Kshitij Gupta received his MS Dual Degree in Computer Science and Engineering (CSE). His research work was supervised by Dr. Radhika Mamidi. Here’s a summary of his research work on Towards improving vision-language multimodal systems:
We perceive the natural world through multiple input sources, with vision and language being one of the most important. The fields of computer vision and natural language processing have experienced significant progress along with the advancement of high computing power and advanced techniques in deep learning. At the same time, the intersection of the two modalities is still in its nascent stages.
In this thesis, we aim to explore multimodality through several multimodal problems to understand better the shortcomings of the current state of research in the field. We also explore the multimodal problems from a lingual perspective as the current focus of majority multimodal efforts are for English only. In brief, we explore multimodal propaganda detection, multimodal machine translation,
and visual question answering extensively.

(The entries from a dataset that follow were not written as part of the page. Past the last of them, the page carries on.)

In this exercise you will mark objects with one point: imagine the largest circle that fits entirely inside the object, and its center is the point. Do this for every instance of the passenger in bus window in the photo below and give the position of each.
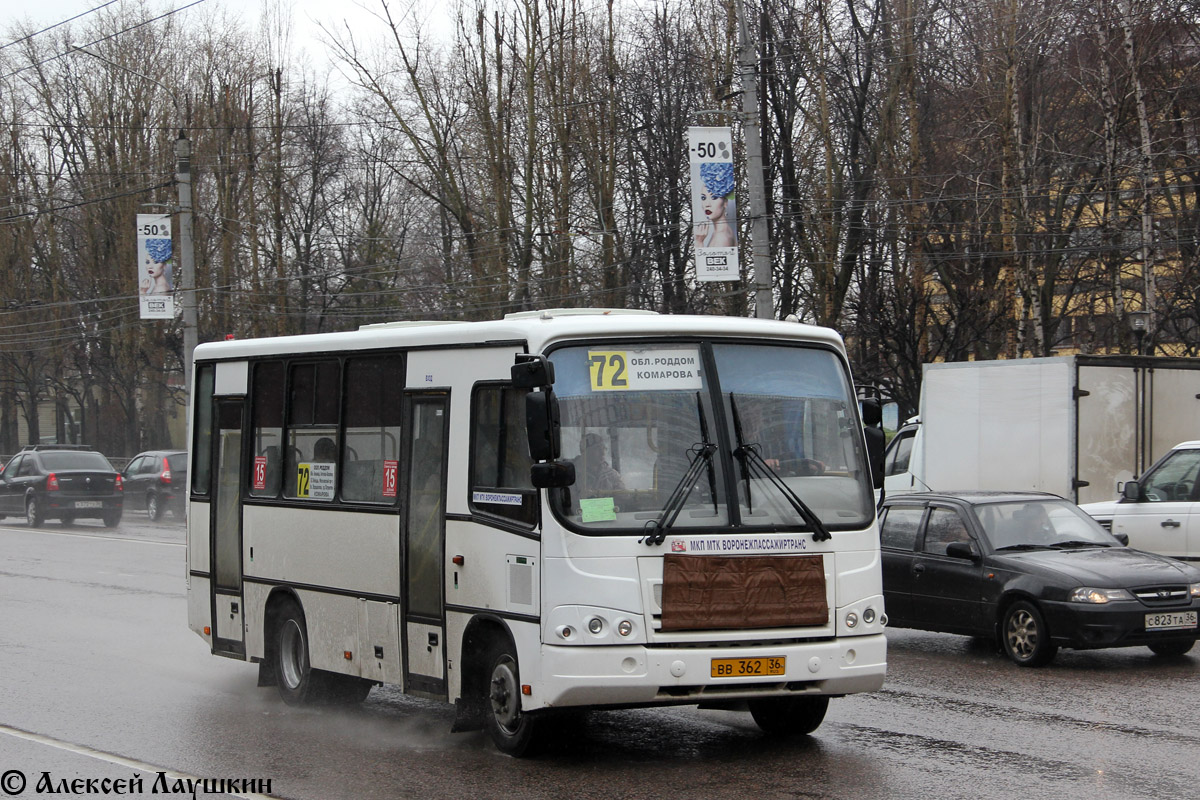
(595, 475)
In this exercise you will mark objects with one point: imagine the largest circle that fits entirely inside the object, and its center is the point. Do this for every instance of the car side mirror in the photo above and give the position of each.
(965, 551)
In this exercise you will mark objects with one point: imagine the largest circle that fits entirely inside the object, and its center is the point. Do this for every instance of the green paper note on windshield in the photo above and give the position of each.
(598, 510)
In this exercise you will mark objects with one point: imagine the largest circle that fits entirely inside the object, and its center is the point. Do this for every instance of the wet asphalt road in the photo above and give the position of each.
(100, 678)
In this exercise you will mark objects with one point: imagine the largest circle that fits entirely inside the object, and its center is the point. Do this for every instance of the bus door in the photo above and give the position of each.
(424, 543)
(226, 534)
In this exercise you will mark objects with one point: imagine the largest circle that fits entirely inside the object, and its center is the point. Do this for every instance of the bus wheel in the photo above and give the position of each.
(295, 679)
(789, 716)
(513, 731)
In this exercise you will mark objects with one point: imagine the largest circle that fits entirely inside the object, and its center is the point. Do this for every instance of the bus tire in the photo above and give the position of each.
(789, 716)
(513, 732)
(299, 684)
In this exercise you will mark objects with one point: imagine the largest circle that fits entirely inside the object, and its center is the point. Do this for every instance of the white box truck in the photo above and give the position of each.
(1078, 426)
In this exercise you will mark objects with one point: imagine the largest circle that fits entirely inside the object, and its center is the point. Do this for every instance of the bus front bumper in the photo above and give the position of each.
(647, 675)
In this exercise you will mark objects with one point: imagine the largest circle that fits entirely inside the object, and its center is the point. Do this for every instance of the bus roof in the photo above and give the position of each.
(538, 329)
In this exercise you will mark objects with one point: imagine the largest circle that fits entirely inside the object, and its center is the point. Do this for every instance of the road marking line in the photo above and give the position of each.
(112, 758)
(112, 539)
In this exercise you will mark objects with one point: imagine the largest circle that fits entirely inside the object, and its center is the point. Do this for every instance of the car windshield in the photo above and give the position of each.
(79, 459)
(654, 441)
(1041, 524)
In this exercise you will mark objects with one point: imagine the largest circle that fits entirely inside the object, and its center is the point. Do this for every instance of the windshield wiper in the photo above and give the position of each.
(753, 462)
(657, 529)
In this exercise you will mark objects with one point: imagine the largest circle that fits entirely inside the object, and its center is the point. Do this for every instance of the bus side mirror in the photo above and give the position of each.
(532, 372)
(541, 421)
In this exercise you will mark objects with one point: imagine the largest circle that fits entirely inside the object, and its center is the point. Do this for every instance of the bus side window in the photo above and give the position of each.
(499, 456)
(267, 421)
(202, 438)
(371, 451)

First, we explore a multimodal classification task in which we train models for the task of propaganda detection in memes. We also explore the importance of visual modality in the task and propose a methodology to exploit robust textual transformers using an ensemble of text and vision-language transformers to improve the performance in textually dominant tasks.

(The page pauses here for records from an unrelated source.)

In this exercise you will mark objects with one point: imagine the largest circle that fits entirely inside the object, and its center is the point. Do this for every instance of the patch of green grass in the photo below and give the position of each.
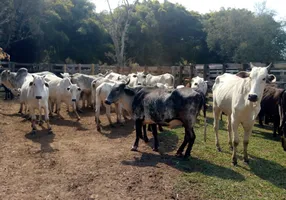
(211, 174)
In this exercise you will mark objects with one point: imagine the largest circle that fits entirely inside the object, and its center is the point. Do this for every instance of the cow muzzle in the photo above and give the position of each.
(283, 140)
(107, 102)
(252, 97)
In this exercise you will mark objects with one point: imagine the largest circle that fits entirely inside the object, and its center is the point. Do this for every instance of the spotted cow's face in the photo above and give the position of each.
(74, 91)
(116, 92)
(38, 84)
(141, 78)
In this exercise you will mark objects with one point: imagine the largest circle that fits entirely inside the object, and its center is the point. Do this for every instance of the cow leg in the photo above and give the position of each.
(33, 119)
(74, 109)
(97, 113)
(229, 132)
(40, 116)
(118, 110)
(276, 125)
(191, 141)
(145, 133)
(216, 113)
(108, 114)
(21, 108)
(247, 132)
(185, 142)
(235, 140)
(155, 135)
(149, 127)
(138, 126)
(261, 116)
(46, 111)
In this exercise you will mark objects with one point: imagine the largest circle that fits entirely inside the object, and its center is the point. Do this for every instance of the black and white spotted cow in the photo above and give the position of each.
(158, 106)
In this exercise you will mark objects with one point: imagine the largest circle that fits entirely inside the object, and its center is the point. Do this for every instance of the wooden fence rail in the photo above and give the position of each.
(182, 74)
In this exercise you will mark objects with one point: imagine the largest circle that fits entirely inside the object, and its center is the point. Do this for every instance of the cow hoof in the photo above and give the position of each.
(234, 163)
(156, 149)
(134, 148)
(179, 154)
(146, 139)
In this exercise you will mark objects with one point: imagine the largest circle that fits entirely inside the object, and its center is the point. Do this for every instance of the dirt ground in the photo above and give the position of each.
(77, 162)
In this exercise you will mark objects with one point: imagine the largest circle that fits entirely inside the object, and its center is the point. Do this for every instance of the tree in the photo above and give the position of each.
(116, 23)
(238, 35)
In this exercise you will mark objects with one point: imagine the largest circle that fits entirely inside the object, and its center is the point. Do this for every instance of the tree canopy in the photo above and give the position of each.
(145, 32)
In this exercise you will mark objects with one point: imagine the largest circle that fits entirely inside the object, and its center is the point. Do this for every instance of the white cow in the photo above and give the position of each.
(69, 94)
(36, 94)
(102, 91)
(115, 76)
(239, 98)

Second, we explore the task of multimodal machine translation. We propose a methodology to exploit the pre-training of a textual machine translation system by bringing the visual cues to a textual domain by extracting object tags from the image.

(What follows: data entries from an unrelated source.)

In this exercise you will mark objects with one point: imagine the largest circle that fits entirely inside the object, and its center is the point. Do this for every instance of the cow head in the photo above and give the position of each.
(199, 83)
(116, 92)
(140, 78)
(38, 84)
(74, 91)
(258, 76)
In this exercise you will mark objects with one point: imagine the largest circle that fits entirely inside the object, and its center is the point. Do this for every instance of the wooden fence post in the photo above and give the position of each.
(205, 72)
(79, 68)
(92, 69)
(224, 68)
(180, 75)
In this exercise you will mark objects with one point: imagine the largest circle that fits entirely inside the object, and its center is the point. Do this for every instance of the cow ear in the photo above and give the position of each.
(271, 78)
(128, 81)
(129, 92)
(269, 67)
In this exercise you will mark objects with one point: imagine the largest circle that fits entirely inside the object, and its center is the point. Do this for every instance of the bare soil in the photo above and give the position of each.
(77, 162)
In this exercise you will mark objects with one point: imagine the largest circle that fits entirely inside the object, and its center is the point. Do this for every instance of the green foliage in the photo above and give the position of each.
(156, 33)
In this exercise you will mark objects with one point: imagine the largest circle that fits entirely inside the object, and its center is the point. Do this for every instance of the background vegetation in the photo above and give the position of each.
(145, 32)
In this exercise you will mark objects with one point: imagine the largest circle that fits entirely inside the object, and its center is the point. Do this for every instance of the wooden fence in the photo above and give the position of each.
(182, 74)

Finally, we explore the task of visual question answering in which we propose a methodology to train non-English multimodal transformers through knowledge distillation using a machine-translated dataset. We scoped the work to visual question answering, but it can also be extended to other vision-language tasks.
To the best of our knowledge, we propose state-of-the-art models for multi modal machine translation for the English-Hindi language pair. Further, we also propose a novel approach to train visual-lingual models in different languages with the aid of machine translation and achieve state-of-the-art performance in the Japanese and Hindi visual question answering tasks.